WASHINGTON -- Democracy for America, an organization that helps elect progressive politicians, will now require candidates to state their positions on the “Black Lives Matter” movement during endorsement questionnaires.
“As an organization that is largely white-led and that has a membership that's predominately white, we feel it's extremely important that we seize this moment to stand up with the organizers of the Movement for Black Lives in taking structural racism head on," DFA executive director Charles Chamberlain told The Huffington Post on Monday.
The decision came one week after Black Lives Matter activists interrupted former Maryland Gov. Martin O’Malley (D) and Sen. Bernie Sanders (I-Vt.) -- two candidates for the Democratic nomination for president -- at the progressive Netroots Nation conference in Phoenix, chanting, “What side are you on?”
Both candidates faced criticism for how they handled the protesters. O’Malley responded to the chants by saying, “Black lives matter, all lives matter, white lives matter,” receiving boos from the crowd; he later apologized.
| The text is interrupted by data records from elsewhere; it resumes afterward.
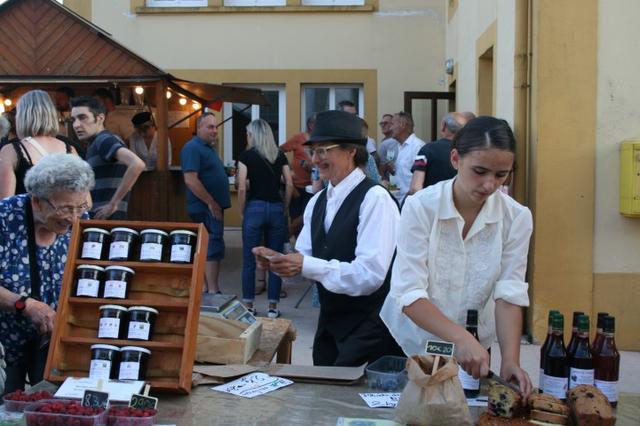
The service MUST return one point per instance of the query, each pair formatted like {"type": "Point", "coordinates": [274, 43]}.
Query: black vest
{"type": "Point", "coordinates": [340, 244]}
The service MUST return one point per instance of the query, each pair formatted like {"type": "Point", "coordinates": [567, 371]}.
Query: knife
{"type": "Point", "coordinates": [497, 378]}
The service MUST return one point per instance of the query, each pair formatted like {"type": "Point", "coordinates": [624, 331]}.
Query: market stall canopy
{"type": "Point", "coordinates": [43, 42]}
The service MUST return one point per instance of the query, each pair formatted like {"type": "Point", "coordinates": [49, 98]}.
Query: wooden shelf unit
{"type": "Point", "coordinates": [173, 289]}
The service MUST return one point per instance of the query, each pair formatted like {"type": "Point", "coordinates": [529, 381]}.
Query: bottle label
{"type": "Point", "coordinates": [139, 330]}
{"type": "Point", "coordinates": [116, 289]}
{"type": "Point", "coordinates": [609, 389]}
{"type": "Point", "coordinates": [578, 376]}
{"type": "Point", "coordinates": [129, 371]}
{"type": "Point", "coordinates": [100, 369]}
{"type": "Point", "coordinates": [180, 253]}
{"type": "Point", "coordinates": [109, 328]}
{"type": "Point", "coordinates": [88, 287]}
{"type": "Point", "coordinates": [467, 381]}
{"type": "Point", "coordinates": [91, 250]}
{"type": "Point", "coordinates": [151, 251]}
{"type": "Point", "coordinates": [119, 250]}
{"type": "Point", "coordinates": [556, 386]}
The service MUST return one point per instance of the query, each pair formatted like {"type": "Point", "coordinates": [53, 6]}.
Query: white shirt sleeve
{"type": "Point", "coordinates": [374, 249]}
{"type": "Point", "coordinates": [410, 278]}
{"type": "Point", "coordinates": [511, 286]}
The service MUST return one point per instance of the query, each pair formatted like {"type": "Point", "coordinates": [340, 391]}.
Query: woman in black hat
{"type": "Point", "coordinates": [346, 245]}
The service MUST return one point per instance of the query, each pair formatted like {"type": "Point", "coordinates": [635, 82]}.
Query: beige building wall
{"type": "Point", "coordinates": [400, 43]}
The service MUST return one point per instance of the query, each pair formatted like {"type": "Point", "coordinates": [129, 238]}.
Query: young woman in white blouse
{"type": "Point", "coordinates": [464, 246]}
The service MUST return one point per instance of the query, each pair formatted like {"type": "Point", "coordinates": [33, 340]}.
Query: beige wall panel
{"type": "Point", "coordinates": [403, 41]}
{"type": "Point", "coordinates": [619, 295]}
{"type": "Point", "coordinates": [617, 238]}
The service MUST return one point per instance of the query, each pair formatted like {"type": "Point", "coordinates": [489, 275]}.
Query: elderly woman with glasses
{"type": "Point", "coordinates": [34, 238]}
{"type": "Point", "coordinates": [345, 246]}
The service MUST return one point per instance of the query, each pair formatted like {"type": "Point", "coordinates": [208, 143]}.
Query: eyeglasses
{"type": "Point", "coordinates": [321, 151]}
{"type": "Point", "coordinates": [69, 210]}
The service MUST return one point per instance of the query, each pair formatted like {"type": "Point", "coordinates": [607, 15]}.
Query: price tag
{"type": "Point", "coordinates": [433, 347]}
{"type": "Point", "coordinates": [143, 402]}
{"type": "Point", "coordinates": [95, 399]}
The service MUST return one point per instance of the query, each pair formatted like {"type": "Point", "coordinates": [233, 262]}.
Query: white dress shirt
{"type": "Point", "coordinates": [433, 262]}
{"type": "Point", "coordinates": [407, 152]}
{"type": "Point", "coordinates": [375, 242]}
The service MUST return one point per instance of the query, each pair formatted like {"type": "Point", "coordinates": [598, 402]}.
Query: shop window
{"type": "Point", "coordinates": [177, 3]}
{"type": "Point", "coordinates": [316, 98]}
{"type": "Point", "coordinates": [238, 115]}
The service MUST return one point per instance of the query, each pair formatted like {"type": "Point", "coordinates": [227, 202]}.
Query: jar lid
{"type": "Point", "coordinates": [94, 267]}
{"type": "Point", "coordinates": [184, 232]}
{"type": "Point", "coordinates": [143, 308]}
{"type": "Point", "coordinates": [153, 231]}
{"type": "Point", "coordinates": [119, 268]}
{"type": "Point", "coordinates": [131, 231]}
{"type": "Point", "coordinates": [135, 349]}
{"type": "Point", "coordinates": [99, 230]}
{"type": "Point", "coordinates": [116, 307]}
{"type": "Point", "coordinates": [107, 347]}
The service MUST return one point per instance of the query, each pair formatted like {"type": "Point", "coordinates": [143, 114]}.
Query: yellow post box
{"type": "Point", "coordinates": [630, 178]}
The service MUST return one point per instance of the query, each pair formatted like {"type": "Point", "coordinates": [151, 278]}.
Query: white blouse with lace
{"type": "Point", "coordinates": [434, 262]}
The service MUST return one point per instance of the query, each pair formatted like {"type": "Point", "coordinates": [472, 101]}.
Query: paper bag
{"type": "Point", "coordinates": [432, 400]}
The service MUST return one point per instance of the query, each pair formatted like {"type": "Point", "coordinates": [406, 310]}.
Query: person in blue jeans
{"type": "Point", "coordinates": [261, 169]}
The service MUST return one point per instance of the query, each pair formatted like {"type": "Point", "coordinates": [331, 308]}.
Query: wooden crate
{"type": "Point", "coordinates": [224, 341]}
{"type": "Point", "coordinates": [173, 289]}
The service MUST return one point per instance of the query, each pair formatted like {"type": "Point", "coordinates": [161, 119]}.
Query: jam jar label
{"type": "Point", "coordinates": [88, 287]}
{"type": "Point", "coordinates": [91, 250]}
{"type": "Point", "coordinates": [151, 251]}
{"type": "Point", "coordinates": [109, 328]}
{"type": "Point", "coordinates": [119, 250]}
{"type": "Point", "coordinates": [180, 253]}
{"type": "Point", "coordinates": [139, 330]}
{"type": "Point", "coordinates": [100, 369]}
{"type": "Point", "coordinates": [117, 289]}
{"type": "Point", "coordinates": [129, 371]}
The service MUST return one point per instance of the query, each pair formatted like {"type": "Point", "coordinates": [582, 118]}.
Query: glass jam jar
{"type": "Point", "coordinates": [153, 245]}
{"type": "Point", "coordinates": [89, 279]}
{"type": "Point", "coordinates": [113, 322]}
{"type": "Point", "coordinates": [123, 243]}
{"type": "Point", "coordinates": [142, 320]}
{"type": "Point", "coordinates": [183, 244]}
{"type": "Point", "coordinates": [94, 243]}
{"type": "Point", "coordinates": [117, 282]}
{"type": "Point", "coordinates": [104, 362]}
{"type": "Point", "coordinates": [134, 361]}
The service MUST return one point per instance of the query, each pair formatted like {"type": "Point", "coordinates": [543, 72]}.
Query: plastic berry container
{"type": "Point", "coordinates": [388, 373]}
{"type": "Point", "coordinates": [133, 416]}
{"type": "Point", "coordinates": [35, 417]}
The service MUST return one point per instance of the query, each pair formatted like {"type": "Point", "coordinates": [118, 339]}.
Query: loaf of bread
{"type": "Point", "coordinates": [504, 401]}
{"type": "Point", "coordinates": [590, 407]}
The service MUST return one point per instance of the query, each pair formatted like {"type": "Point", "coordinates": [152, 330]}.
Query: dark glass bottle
{"type": "Point", "coordinates": [544, 347]}
{"type": "Point", "coordinates": [574, 331]}
{"type": "Point", "coordinates": [581, 363]}
{"type": "Point", "coordinates": [597, 340]}
{"type": "Point", "coordinates": [470, 385]}
{"type": "Point", "coordinates": [556, 369]}
{"type": "Point", "coordinates": [607, 362]}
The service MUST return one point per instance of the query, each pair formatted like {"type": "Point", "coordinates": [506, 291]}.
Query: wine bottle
{"type": "Point", "coordinates": [470, 385]}
{"type": "Point", "coordinates": [556, 370]}
{"type": "Point", "coordinates": [607, 362]}
{"type": "Point", "coordinates": [581, 371]}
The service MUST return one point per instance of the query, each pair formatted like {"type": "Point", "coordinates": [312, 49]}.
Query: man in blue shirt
{"type": "Point", "coordinates": [207, 191]}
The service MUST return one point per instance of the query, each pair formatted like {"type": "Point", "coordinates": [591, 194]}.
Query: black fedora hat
{"type": "Point", "coordinates": [337, 126]}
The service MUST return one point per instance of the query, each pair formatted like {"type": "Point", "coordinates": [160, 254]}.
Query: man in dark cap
{"type": "Point", "coordinates": [144, 140]}
{"type": "Point", "coordinates": [346, 245]}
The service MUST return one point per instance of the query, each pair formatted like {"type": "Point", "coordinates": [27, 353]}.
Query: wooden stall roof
{"type": "Point", "coordinates": [43, 42]}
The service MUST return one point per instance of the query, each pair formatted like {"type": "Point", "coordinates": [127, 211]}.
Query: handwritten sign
{"type": "Point", "coordinates": [143, 402]}
{"type": "Point", "coordinates": [433, 347]}
{"type": "Point", "coordinates": [95, 399]}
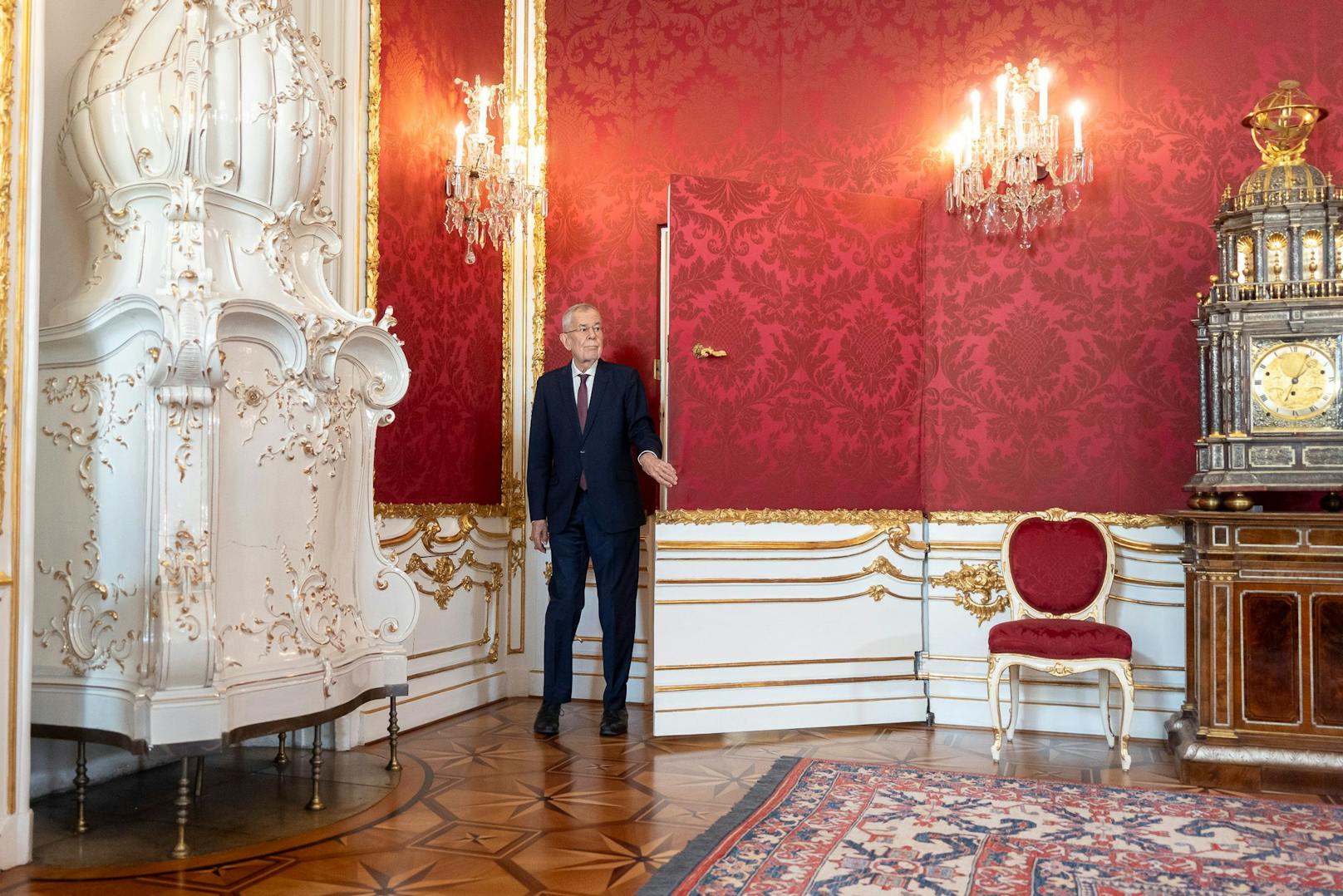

Sanders appeared to grow frustrated and attempted to stick to his message of fighting economic injustice, assuring the protesters that he stands with them.
DFA, which was founded by former Vermont Gov. Howard Dean (D), revealed its new criteria in a statement on its website Friday. Previously, the group has asked candidates to state their positions on LGBTQ rights, comprehensive immigration reform, making college debt-free and expanding Social Security. Candidates now must also state their position on the Black Lives Matter movement, and make clear how they plan to address structural racism and the “culture of white supremacy.” The change applies to candidates in all elections, from local to presidential.
"We need white candidates talking to white people about the Movement for Black Lives. We need to talk to each other if we're going to move America forward," Chamberlain said.
He cited the Netroots Nation controversy as the direct reason for the addition to DFA's endorsement questions, and said the group's membership was supportive of the new policy.
"We had already been working hard to support Black Lives Matter in a number of ways, but it was almost entirely reactive up until this event," Chamberlain said. "What we think is exciting about what these organizers did and the power of the direct action at the presidential forum was that it helped wake us up to the next stage -- to the position where we are taking this on proactively."
In its recent statement, DFA also announced their intention to help elect more minority leaders, citing a Reflective Democracy Campaign study that found “90% of the 42,000 office holders in the U.S. are white and 65% are white men.” According to Chamberlain, the organization will strive to elect officials who are more “reflective of the very voters that are electing them to office.”
Chamberlain also said the organization hasn't decided whether it will endorse a candidate for the Democratic primary election.